Located in the north-west corner of County Westmeath, this is Wilson’s Hospital, a secondary school which in 2011 celebrated its 250th anniversary. The school’s founder was one Andrew Wilson who, the year before his death in 1725, made a will stipulating that if there were no direct male heirs to his estate, then this should be transferred to the Church of Ireland for the establishment of a hospital for elderly Protestant men and a school for impoverished Protestant boys. After a few decades had passed and no male heir had appeared (and a family dispute over the will resolved), work began on the building, its design sometimes attributed to the little-known Dublin architect Henry Pentland. From the front Wilson’s Hospital looks like a Palladian country house, since to the rear of the main block (shown here) are quadrants leading to two-storey wings.
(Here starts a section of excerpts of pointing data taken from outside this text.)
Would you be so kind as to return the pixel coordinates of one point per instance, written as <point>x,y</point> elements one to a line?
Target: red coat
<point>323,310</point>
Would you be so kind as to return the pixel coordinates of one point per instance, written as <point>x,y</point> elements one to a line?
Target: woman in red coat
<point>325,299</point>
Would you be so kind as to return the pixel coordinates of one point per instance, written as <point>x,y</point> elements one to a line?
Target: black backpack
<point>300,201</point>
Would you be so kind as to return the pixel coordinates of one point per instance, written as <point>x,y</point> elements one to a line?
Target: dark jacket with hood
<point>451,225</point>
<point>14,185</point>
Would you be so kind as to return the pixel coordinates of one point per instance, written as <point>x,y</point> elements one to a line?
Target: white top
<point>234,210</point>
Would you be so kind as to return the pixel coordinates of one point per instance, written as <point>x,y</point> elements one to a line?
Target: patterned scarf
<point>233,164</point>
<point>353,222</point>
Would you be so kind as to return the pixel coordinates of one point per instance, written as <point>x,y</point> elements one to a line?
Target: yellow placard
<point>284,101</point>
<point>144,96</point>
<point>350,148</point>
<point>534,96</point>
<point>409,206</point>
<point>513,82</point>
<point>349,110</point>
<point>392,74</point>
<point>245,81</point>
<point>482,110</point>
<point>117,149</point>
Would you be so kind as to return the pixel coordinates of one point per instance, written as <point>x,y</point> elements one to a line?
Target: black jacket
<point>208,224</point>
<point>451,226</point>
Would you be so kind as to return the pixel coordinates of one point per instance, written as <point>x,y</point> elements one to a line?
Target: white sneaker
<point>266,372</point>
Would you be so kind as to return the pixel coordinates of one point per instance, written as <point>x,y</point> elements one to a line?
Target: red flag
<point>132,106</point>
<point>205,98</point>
And the façade features a two-storey-over-basement limestone breakfront, the three centre bays stepped forward and with fine Venetian windows on the extreme first-floor windows. The institutional nature of the place is indicated by the clock tower visible above the roofline, and, immediately behind the front, by an arcaded, three-storey courtyard that recalls that of the earlier Royal Hospital, Kilmainham, albeit on a smaller scale. Elderly Protestant men are no longer accommodated here, but boys (and for the past 50 years, also girls) continue to be educated at Wilson’s Hospital.
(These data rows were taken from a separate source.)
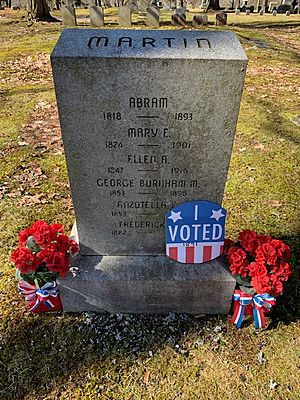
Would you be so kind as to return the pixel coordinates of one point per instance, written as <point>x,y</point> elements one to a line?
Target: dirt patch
<point>27,70</point>
<point>42,131</point>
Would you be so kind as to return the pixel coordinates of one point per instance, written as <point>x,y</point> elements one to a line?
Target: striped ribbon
<point>261,303</point>
<point>37,296</point>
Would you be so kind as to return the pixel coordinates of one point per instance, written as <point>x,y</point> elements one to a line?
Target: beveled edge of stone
<point>223,45</point>
<point>146,285</point>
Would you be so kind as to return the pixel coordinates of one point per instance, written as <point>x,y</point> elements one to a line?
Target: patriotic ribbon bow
<point>36,296</point>
<point>260,303</point>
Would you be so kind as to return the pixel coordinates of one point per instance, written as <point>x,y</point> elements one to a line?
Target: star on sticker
<point>217,214</point>
<point>175,216</point>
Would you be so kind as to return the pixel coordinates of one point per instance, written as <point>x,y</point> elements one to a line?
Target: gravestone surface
<point>68,15</point>
<point>221,18</point>
<point>124,16</point>
<point>178,19</point>
<point>138,142</point>
<point>152,17</point>
<point>96,16</point>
Was this a private home first, and if so, do you know what it was called? Was Andrew Wilson related to the Wilsons of Daramona, do you think?
No, it was built for this specific purpose, not converted from a private house. I’m afraid that I don’t know whether Andrew Wilson was related to the Wilsons of Daramona, but my instinct is that if so, it was only very tangentially: the reason he founded the hospital was because he had no direct heirs…
The front elevation looks very good a lot better than many country houses. The yard and the rainwater goods look like they good benefit from some attention.
My grandfather attended this school and I visited it once with my father when I was a boy. I have my grandfather’s old school tie.